Ao nos concentrarmos nessa resistência, podemos ver que, no século XVI,o modelo que inspirava a mecanização do corpo era o de uma máquina dirigida a partir do exterior, como a bomba-d’água ou a alavanca, enquanto, no século XVIII, o corpo já estava modelado de acordo com um tipo mais orgânico de máquina, com movimento próprio. Com a emergência do vitalismo e da teoria dos “instintos” (Barnes & Shapin, 1979, p. 34), temos uma nova concepção de corporeidade que permite um tipo diferente de disciplina, menos condicionada pelo chicote e mais dependente do funcionamento de dinamismos internos, possivelmente um sinal da crescente internalização, pela força de trabalho, das exigências disciplinares do processo laboral, provenientes da consolidação do trabalho assalariado.

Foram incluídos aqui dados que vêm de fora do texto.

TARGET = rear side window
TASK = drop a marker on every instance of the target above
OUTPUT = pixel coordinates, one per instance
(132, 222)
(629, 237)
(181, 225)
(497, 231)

Mas o principal salto da filosofia política do Iluminismo no arsenal de ferramentas necessárias para a transformação do corpo em força de trabalho foi a elaboração de uma justificativa científica para a disciplina laboral e para a eliminação daqueles que apresentavam comportamentos desviantes. Tomando o lugar do apelo à bruxaria e do culto ao diabo, no século XVIII a biologia e a fisiologia foram recrutadas para justificar as hierarquias raciais e de gênero e a criação de diferentes regimes disciplinares, de acordo com o desenvolvimento da divisão sexual e internacional do trabalho. Grande parte do projeto intelectual do Iluminismo girou em torno desse processo, seja pela invenção da raça e do sexo (Schiebinger, 2004, p. 143-83; Bernasconi, 2011), seja pela produção de novas teorias econômicas que concebiam o dinheiro como um estímulo para o trabalho em vez de um registro de riquezas passadas (Caffentzis, 2000). De fato, só podemos compreender a cultura e a política do Iluminismo — seus debates entre monogenistas e poligenistas, sua reconstrução da fisiologia masculina/feminina como incomensuravelmente diferente (Laqueur, 1990, p. 4-6 [2001, p. 16-8]), seus estudos craniológicos que “demonstravam cientificamente” a superioridade dos cérebros brancos e masculinos (Stocking Jr., 1988) — se conectarmos esses fenômenos à naturalização das diferentes formas de exploração, sobretudo aquelas excluídas dos parâmetros das relações salariais.
É tentador, nesse contexto, atribuir também a emergência de um tipo mais orgânico de mecanismo, visível no século XVIII no campo filosófico e científico, à crescente bifurcação da força de trabalho e à formação de um proletariado masculino branco, ainda não autocontrolado, mas que, como Peter Linebaugh demonstrou em The London Hanged[Os enforcados de Londres] (1992), passou a aceitar cada vez mais a disciplina do trabalho assalariado. Em outras palavras, é tentador imaginar que o desenvolvimento da teoria do magnetismo na biologia, da teoria dos instintos na filosofia e na economia política (por exemplo, o “instinto de comércio”), bem como o papel da eletricidade e da gravidade na física ou na filosofia natural — tudo isso pressupondo um modelo de corpo mais mental e auto-propulsor — refletem a crescente divisão do trabalho e, consequentemente, a crescente diferenciação na forma como os corpos foram transformados em força de trabalho. Essa é uma hipótese que precisa ser mais investigada. O que é certo é que, com o Iluminismo, dá-se um novo passo na assimilação do ser humano e da máquina, com visões reconstruídas da biologia humana fornecendo a base de novas concepções mecânicas do humano/natureza.